Tunbridge
Often they return year after year to take part in re-enactments or demonstrate their crafts at Antique Hill, a place the fair’s former longtime president said sets the four-day event apart.
A living time capsule on the upper level of the fairgrounds, the hill is home to nine buildings, including a museum, sugarhouse and blacksmith shop, where visitors can peruse the collections or check out living history exhibits.
“We are the only fair in Vermont to do something like this,” and it brings in a lot of people, especially older people who like to come and reminisce, said Euclid Farnham, who serves as the fair’s postmaster, a role he took on following his 31-year tenure as president. “It brings home their past to them.”
Like the historical demonstrations, the museum has been part of the fair since 1929. Over the decades, its collection has grown, thanks to donations, such as a set of antique irons, a gift from a Strafford woman, Farnham said. Consequently, space has become an issue.

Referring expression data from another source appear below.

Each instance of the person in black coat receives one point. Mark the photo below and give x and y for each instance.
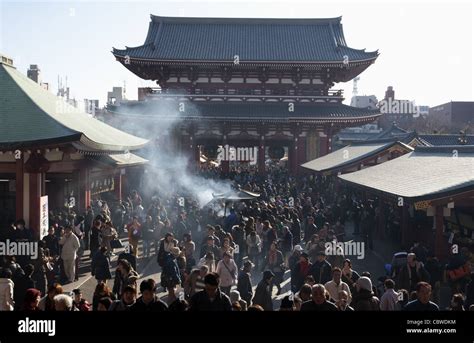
(100, 266)
(149, 301)
(52, 242)
(128, 255)
(318, 301)
(263, 293)
(321, 269)
(310, 229)
(23, 281)
(211, 298)
(469, 293)
(88, 221)
(422, 303)
(95, 237)
(299, 272)
(244, 282)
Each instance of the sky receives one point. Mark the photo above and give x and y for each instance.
(426, 47)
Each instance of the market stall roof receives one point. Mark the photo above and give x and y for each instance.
(31, 116)
(352, 155)
(427, 173)
(121, 160)
(235, 195)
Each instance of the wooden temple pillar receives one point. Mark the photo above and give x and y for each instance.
(36, 166)
(225, 166)
(84, 189)
(294, 149)
(118, 184)
(261, 156)
(440, 250)
(329, 133)
(19, 183)
(405, 229)
(381, 220)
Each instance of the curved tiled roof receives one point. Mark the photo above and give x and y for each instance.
(32, 116)
(269, 111)
(424, 174)
(253, 40)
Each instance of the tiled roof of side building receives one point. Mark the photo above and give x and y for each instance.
(424, 174)
(351, 155)
(278, 111)
(436, 140)
(253, 40)
(32, 116)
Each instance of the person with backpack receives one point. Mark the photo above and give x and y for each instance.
(124, 276)
(134, 234)
(127, 300)
(365, 299)
(227, 271)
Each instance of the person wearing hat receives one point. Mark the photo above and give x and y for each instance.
(365, 299)
(321, 269)
(263, 293)
(170, 274)
(149, 300)
(210, 246)
(227, 270)
(208, 260)
(295, 256)
(310, 228)
(211, 299)
(318, 300)
(287, 304)
(244, 282)
(211, 231)
(299, 272)
(79, 303)
(235, 298)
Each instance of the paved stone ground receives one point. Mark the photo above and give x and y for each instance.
(373, 262)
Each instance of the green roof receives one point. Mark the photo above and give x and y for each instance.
(32, 116)
(253, 40)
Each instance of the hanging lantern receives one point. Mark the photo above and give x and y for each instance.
(276, 152)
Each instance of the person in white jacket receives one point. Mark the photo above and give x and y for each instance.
(6, 290)
(70, 245)
(227, 270)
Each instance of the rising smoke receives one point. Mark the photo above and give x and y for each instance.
(168, 170)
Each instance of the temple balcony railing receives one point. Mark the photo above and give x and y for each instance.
(333, 96)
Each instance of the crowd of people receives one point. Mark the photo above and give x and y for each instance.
(212, 254)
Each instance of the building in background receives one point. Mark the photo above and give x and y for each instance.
(401, 112)
(116, 96)
(91, 106)
(454, 115)
(364, 101)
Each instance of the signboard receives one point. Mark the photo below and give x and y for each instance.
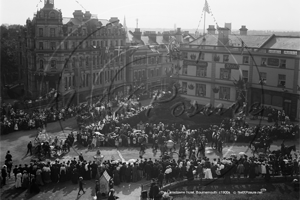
(196, 63)
(231, 66)
(273, 62)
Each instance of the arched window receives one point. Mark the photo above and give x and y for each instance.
(53, 64)
(41, 64)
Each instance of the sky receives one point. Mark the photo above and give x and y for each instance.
(167, 14)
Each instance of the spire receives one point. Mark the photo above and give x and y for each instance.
(124, 23)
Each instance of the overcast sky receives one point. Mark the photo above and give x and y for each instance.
(255, 14)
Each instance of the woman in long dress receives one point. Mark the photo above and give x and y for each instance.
(18, 183)
(25, 180)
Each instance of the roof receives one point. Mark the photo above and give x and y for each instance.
(73, 20)
(235, 40)
(105, 176)
(283, 42)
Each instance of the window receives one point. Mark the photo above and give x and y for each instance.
(263, 61)
(184, 87)
(41, 32)
(202, 56)
(225, 58)
(282, 63)
(200, 90)
(52, 15)
(245, 75)
(201, 71)
(224, 74)
(263, 77)
(52, 32)
(53, 64)
(87, 61)
(41, 45)
(224, 93)
(184, 70)
(281, 80)
(245, 59)
(52, 45)
(41, 64)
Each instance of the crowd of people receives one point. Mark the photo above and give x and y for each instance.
(100, 126)
(15, 119)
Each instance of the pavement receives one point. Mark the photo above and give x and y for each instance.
(17, 142)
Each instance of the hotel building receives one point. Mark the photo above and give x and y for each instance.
(268, 64)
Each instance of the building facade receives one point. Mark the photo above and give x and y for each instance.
(151, 64)
(80, 54)
(267, 64)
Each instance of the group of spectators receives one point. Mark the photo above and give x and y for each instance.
(15, 119)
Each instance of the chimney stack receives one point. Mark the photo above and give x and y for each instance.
(211, 30)
(178, 35)
(78, 14)
(228, 26)
(243, 30)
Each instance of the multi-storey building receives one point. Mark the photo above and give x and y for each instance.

“We’ve reached the point where we’re pretty nearly full,” he said.
On Antique Hill last weekend, fairgoers were doing some collecting of their own.
This was a record year for postcard sales at the fair, and the 2016 commemorative wooden postcard “absolutely flew out,” said Farnham, noting that the cards depicting fair scenes, six so far, have become collectibles. “We sold every single one.”
Waiting on customers from the restored facade of the town’s original post office, he also caught up with visitors and demonstrators.
“The fun part of the whole thing is you basically see all the people you haven’t seen since last year” and wind up going over what happened during the year, he said. “It’s really a neat thing.”
At the fair, chatter on the job is encouraged.
“One of the things that we urge the re-enactors to do is talk to people,” said Farnham, whose wife and fellow fair volunteer, Priscilla, organizes the 30 or 40 people who demonstrate their crafts. “It makes the whole thing come alive.”